ぼくたちの哲学教室のみっちぇるのレビュー・感想・評価

ぼくたちの哲学教室(2021年製作の映画)
4.5
北アイルランドベルファストでの小学校での哲学を用いた授業実践。
教室で起きる喧嘩から、ベルファストで起きているプロテスタント系とカトリック系住民の衝突まで、身近にある題材を哲学的に捉える問いを投げ続ける先生たちの様子が映される。

コンセプトマップの書記と議論へのフィードバッカー(ソクラテスの仲間)を用意した上で議論している教育実践としても興味深いが、出色は暴力を哲学的対話の中で捉え直す営みだろう。思索の壁というホワイトボードの前で「自分はなぜ暴力を振るったのか」を徹底的に問われて対話する。そして、時間をおいて改めて校長先生と対話させて自分が何をすべきかを考える。校長先生をはじめとする教員たちの懸命の取り組みは、哲学的アプローチを通して、物事にはいろんな捉え方があることを伝えることで怒りや暴力の連鎖を断ち切ることを目指した、どこか祈りのようにも感じる。
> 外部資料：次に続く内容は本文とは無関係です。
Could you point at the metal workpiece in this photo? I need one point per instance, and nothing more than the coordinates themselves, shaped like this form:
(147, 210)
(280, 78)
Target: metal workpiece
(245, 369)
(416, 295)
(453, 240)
また、本作品に出てくる教員たちは急かさない。一人ひとりの持っている考えを、感情と向き合う時間を、経験と捉え直しを通して考え方が変容していくことを、しっかりと待つことができている。この待てるゆとりを学びの場で持つことがとても大切なのだろうと感じた。

その上で、この映画が素晴らしいなと思う点は、それでもうまくいかないことにもしっかりとスポットライトが当てられている点だった。喧嘩は繰り返されるし、親御さんが「殴られたらやり返せ」という教育をしていることもわかったり(そのことへの疑義を親にどう伝えるかを授業したシーンは圧巻だった)、コロナでロックアップを余儀なくされたり、ネットを使った新しいいじめの問題が目を覆いたくなるものだったり、、、校内に貼られた哲学者の画像とフレーズで鼓舞しながら、印象的に挿入される筋トレのシーンもあるように、教員はみな全身全霊で戦っていることに心動かされる。

ベルファストの現実は厳しい。しかし、宗教的対立を孕むベルファストだからと片付けるのではなく、誰もがそれぞれの厳しいリアルを生きているからこそ、この教育実践が一つの選択肢として広く知られることを望みたい。